In modern circuit design, the problem of signal interference is undoubtedly a core issue, which directly determines the performance and reliability of the entire system. For PCB engineers, signal interference design is a crucial skill and challenge. In practice, we found that there are four main sources of interference in PCB design: power supply noise, transmission line interference, coupling interference and electromagnetic interference.
Power supply noise is particularly prominent in high-frequency circuits, and its impact on high-frequency signals is very significant. Therefore, the first task is to ensure that the power supply has low noise characteristics. Again, a clean grounding environment is as important as a clean power supply.
The problem of transmission lines in the circuit board should not be ignored. Transmission lines are mainly reflections, reflections not only increase the difficulty of signal analysis, but also may cause return loss, the impact and additive noise interference is no different.
Coupling interference is a source of interference through some kind of coupling channel on the electronic control system to produce electromagnetic interference. This interference may act on the electronic control system through the wire, space, common line, etc., mainly including direct coupling, common impedance coupling, capacitive coupling, electromagnetic induction coupling and radiation coupling and other types.
Electromagnetic interference (EMI) is also a problem that should not be ignored. It is divided into two types of conducted and radiated interference, the former is a grid on the signal coupled to another grid through the conductive medium, the latter is the source of the interference through the space will be coupled to its signal to another grid. In high-speed PCB and system design, high-frequency signal lines, integrated circuits pins, various connectors, etc. may become a source of radiation interference with antenna characteristics.
PCB and circuit anti-interference measures
Printed circuit board anti-interference design is closely related to the specific circuit. Next, we will only make some explanations of several common measurement methods PCB anti-interference design.
Power line design
Depending on the size of the printed circuit board current, try to add new widths of power lines to reduce the loop resistance. At the same time, make the direction of the power and ground lines consistent with the direction of data transmission, which helps to enhance noise immunity.
The principles of ground line design are:
(1) Separate digital ground from analog ground. If both logic and linear circuits exist on the board, they should be separated as much as possible. Low-frequency circuit grounding should be as far as possible in a single point of parallel grounding. When practical wiring is difficult, they can be partially connected in series and then connected to ground in parallel. High-frequency circuits should be grounded in series at multiple points, the grounding wire should be shorted and leased, and a grid-like large-area grounding foil should be used as much as possible around the high-frequency components.
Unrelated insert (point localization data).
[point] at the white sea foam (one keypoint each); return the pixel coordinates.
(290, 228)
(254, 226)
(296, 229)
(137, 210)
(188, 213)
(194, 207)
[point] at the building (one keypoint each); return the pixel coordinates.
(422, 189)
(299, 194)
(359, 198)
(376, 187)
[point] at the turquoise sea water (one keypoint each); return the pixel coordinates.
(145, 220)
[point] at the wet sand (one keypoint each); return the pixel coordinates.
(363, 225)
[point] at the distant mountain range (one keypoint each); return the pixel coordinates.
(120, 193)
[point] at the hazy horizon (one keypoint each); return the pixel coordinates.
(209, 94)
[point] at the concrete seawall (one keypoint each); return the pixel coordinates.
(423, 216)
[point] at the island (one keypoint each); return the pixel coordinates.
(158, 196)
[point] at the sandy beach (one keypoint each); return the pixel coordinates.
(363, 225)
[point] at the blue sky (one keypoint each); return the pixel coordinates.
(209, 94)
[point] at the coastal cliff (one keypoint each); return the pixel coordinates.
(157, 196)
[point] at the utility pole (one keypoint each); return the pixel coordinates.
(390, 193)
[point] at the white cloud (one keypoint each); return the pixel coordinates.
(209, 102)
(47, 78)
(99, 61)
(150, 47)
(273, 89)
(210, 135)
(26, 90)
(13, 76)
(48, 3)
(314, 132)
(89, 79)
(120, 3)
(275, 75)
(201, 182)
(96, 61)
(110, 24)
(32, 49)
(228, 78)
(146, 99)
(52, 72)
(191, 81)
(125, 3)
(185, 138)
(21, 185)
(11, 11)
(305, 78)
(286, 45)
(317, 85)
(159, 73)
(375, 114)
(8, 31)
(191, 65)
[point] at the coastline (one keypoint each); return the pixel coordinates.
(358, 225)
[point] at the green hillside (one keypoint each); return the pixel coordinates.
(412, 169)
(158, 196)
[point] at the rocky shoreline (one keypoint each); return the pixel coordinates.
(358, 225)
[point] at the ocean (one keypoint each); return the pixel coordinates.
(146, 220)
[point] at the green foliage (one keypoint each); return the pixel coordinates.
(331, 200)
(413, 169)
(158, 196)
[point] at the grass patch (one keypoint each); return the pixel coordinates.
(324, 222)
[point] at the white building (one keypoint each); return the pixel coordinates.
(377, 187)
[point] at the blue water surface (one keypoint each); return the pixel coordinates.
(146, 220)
(2) Ground wires should be as thick as possible. If a very tight line is used for the ground wire, the ground potential will vary with the current, which will reduce noise immunity. Therefore, the ground wire should be thickened so that it can pass three times the allowable current through the printed board. If possible, the ground wire should be 2 to 3 mm or larger.
(3) The ground wire forms a closed loop. For printed circuit boards consisting only of digital circuits, most of their grounding circuits are arranged in loops to improve noise immunity.
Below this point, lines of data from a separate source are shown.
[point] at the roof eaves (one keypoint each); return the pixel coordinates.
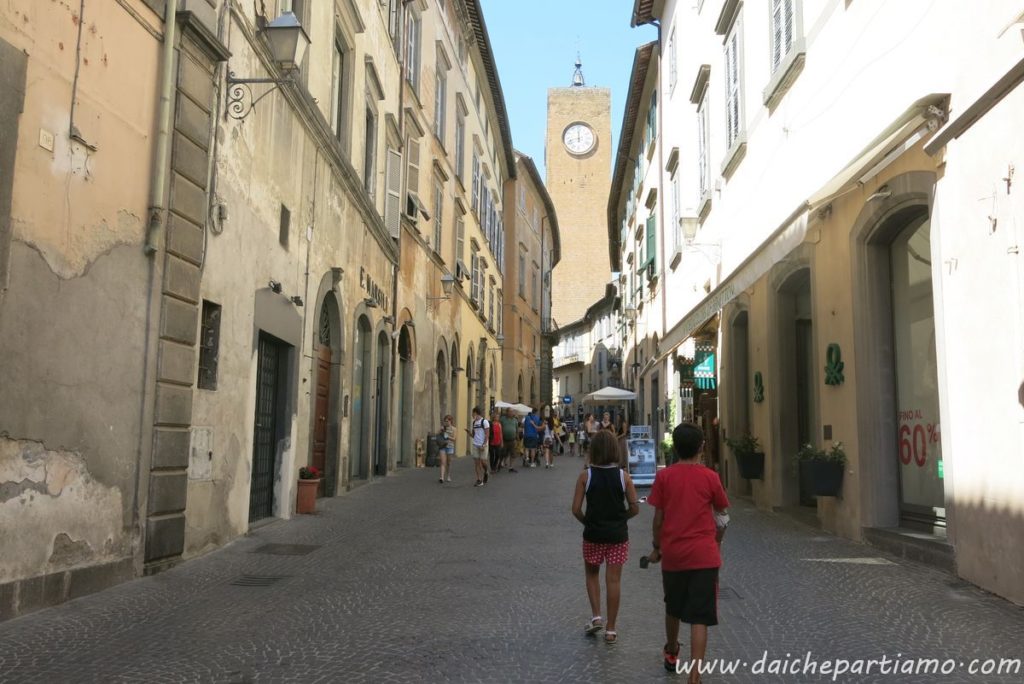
(641, 60)
(643, 12)
(483, 42)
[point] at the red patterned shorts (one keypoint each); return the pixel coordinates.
(612, 554)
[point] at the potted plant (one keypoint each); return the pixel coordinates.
(750, 458)
(305, 501)
(821, 470)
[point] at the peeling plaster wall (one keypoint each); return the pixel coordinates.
(73, 317)
(75, 519)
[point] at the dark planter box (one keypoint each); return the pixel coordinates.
(821, 478)
(752, 466)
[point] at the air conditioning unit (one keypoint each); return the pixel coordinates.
(689, 225)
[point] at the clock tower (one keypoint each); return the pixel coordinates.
(578, 159)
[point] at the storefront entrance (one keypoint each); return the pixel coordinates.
(921, 471)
Decoupling Capacitor Configuration
One of the traditional methods of PCB design is to configure appropriate decoupling capacitors in each critical part of the printed board. The general principles of decoupling capacitor configuration are:
(1) Connect a 10-100uf electrolytic capacitor at the power input. If possible, it is best to connect to 100uF or higher.
(2) In principle, each IC chip should be equipped with a 0.01pF ceramic capacitor. If the clearance of the printed board is not sufficient, 1-10pF capacitors can be configured for every 4-8 chips.
(3) Decoupling capacitors should be connected directly between the power and ground lines of the chip for devices with weak noise immunity and large power changes during shutdown, such as RAM and ROM storage devices.
(4) Capacitor leads should not be too long, especially high-frequency bypass capacitors.
Eliminate electromagnetic interference methods PCB design
(1) Reduce loops: each loop is equivalent to an antenna, so we need to minimize the number of loops, the area of the loop and the antenna effect of the loop. Make sure that the signal has only one loop at any two points, avoid artificial loops, and try to use the power layer.
(2) Filtering: Filtering can be used to minimize electromagnetic interference on the power and signal lines. There are 3 methods: decoupling capacitors, EMI filters, and magnetic components.
(3) Masking.
(4) Minimize the speed of high-frequency equipment.
(5) New PCB board dielectric constant can prevent high-frequency parts, such as transmission lines close to the PCB board, from radiating outward; new PCB board thickness and minimizing the thickness of microstrip lines can prevent electromagnetic lines from overflowing and radiation.